[Ocfs2-users] problem stopping o2cb service on one of nodes

Fri Apr 3 14:27:34 PDT 2009

Do:
$ cat /proc/sys/fs/ocfs2/nm/hb_ctl_path


Nikola Ciprich wrote:
> Hi Sunil,
> thanks for reply..
> I don't observe any segfaults...
> regarding info You want, as I wrote, umount doesn't decrease refcount...:
>
> [root at vbox4 ~]# ocfs2_hb_ctl -I -d /dev/vgshared/lvs
> 2A5D351D0A934061BBC6B5392A30187E: 1 refs
> [root at vbox4 ~]# umount /home/LVS
> [root at vbox4 ~]# ocfs2_hb_ctl -I -d /dev/vgshared/lvs
> 2A5D351D0A934061BBC6B5392A30187E: 1 refs
>
> nik
>
> On Fri, Apr 03, 2009 at 10:21:33AM -0700, Sunil Mushran wrote:
>   
>> umount is supposed to stop the heartbeat.
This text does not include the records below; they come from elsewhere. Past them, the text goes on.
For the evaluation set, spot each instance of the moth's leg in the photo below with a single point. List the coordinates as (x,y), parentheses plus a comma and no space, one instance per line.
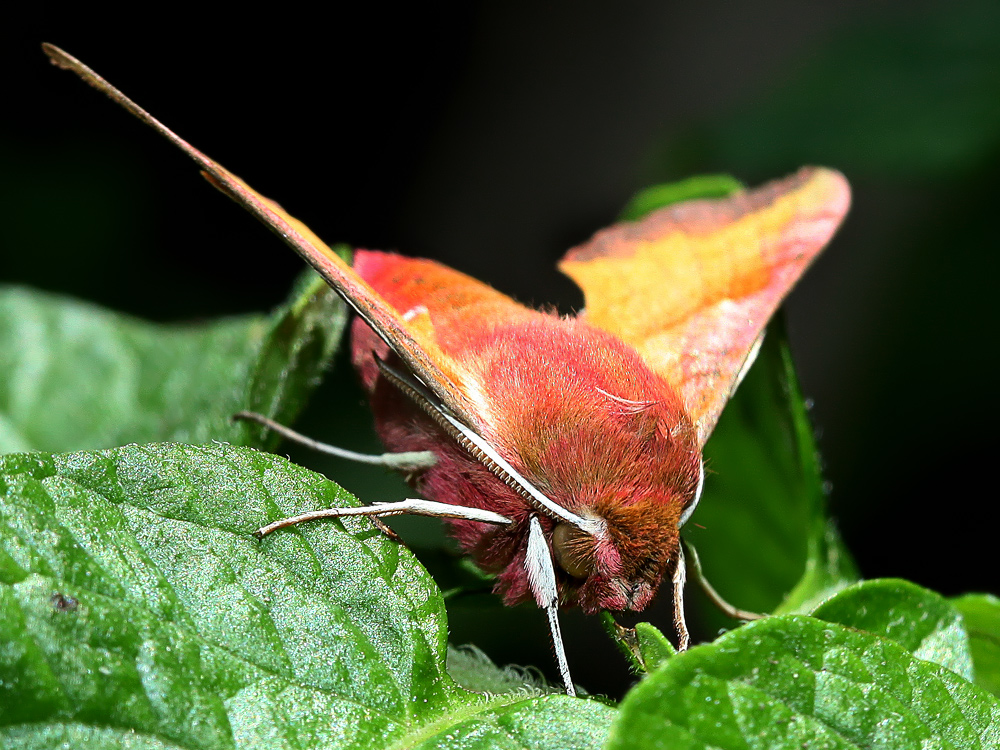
(542,580)
(680,623)
(735,612)
(411,506)
(406,461)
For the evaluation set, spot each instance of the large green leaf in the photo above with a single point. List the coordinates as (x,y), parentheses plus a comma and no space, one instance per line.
(793,681)
(137,610)
(924,623)
(73,376)
(982,620)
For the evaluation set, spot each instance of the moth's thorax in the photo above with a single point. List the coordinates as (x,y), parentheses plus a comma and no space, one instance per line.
(577,413)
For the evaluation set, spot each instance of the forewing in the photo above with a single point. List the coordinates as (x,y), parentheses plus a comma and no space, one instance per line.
(414,344)
(692,286)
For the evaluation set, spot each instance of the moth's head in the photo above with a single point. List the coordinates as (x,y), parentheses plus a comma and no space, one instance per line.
(621,566)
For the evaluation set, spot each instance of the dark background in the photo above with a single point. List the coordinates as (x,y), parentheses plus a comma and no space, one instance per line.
(495,136)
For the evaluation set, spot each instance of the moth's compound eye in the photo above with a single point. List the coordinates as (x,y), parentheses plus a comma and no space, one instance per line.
(574,550)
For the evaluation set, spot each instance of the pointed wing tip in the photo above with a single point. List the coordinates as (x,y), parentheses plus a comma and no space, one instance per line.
(828,187)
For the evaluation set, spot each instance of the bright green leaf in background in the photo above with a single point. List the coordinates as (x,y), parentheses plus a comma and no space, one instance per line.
(796,682)
(136,609)
(73,376)
(982,621)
In bz1053, ocfs2_hb_ctl was  
>> segfaulting.
>> Are you seeing any segfaults or any other errors during umount?
>>
>> Also, run the following before and after umount:
>> $ ocfs2_hb_ctl -I -d /dev/sdX o2cb
>>
>> Email me the output.
>>
>> Nikola Ciprich wrote:
>>     
>>> Hello Tao,
>>> and thanks a lot for reply!
>>> It seems not to be the same bug, at least applying the patch didn't help.
>>> stopping hb using -K parameter really helps, but why doesn't this work automatically
>>> on umount?
>>> it always happens on the second node...
>>> I don't see any error in logs, anything.
>>> But the reference count always increases on mount, and doesn't decrease on umount on this node..
>>>
>>>
>>> On Fri, Apr 03, 2009 at 10:58:18AM +0800, Tao Ma wrote:
>>>   
>>>       
>>>> Hi Nikola,
>>>>
>>>> Nikola Ciprich wrote:
>>>>     
>>>>         
>>>>> Hi,
>>>>> I'm trying ocfs2 RHEL5 distro, 2.6.29 kernel, ocfstools-1.4.1. I'm using DRBD in primary/primary mode
>>>>> as shared storage...
>>>>>
>>>>> I've configured the service according to quickstart document, and everything works,
>>>>> but when I umount fs on both nodes, stopping o2cb service on one of the nodes always
>>>>> fails with:
>>>>>
>>>>> [root at vbox4 sysconfig]# /etc/rc.d/init.d/o2cb stop
>>>>> Stopping O2CB cluster vb34: Failed
>>>>> Unable to stop cluster as heartbeat region still active
>>>>>       
>>>>>           
>>>> It looks that your disk heartbeat is still there. I don't know the   
>>>> specific reason, maybe   
>>>> http://oss.oracle.com/bugzilla/show_bug.cgi?id=1053 ?
>>>>
>>>> but you can stop it manually.
>>>> 1.  ocfs2_hb_ctl -I -d <device>
>>>> or ocfs2_hb_ctl -I -u <uuid>
>>>> this will tell you the reference number for the hearbeat.
>>>> 2.  ocfs2_hb_ctl -K -d <device> <service>
>>>>   or  ocfs2_hb_ctl -K -u <uuid> <service>
>>>> this will killed the heartbeat manually.
>>>> service is the stack you used, and it should be "o2cb" in your case.
>>>>
>>>> btw, you can try cfs2_hb_ctl -K -u <uuid> <service> to see whether it 
>>>> is  the same problem as bug 1053.
>>>>
>>>> Regards,
>>>> Tao
>>>>     
>>>>         
>
>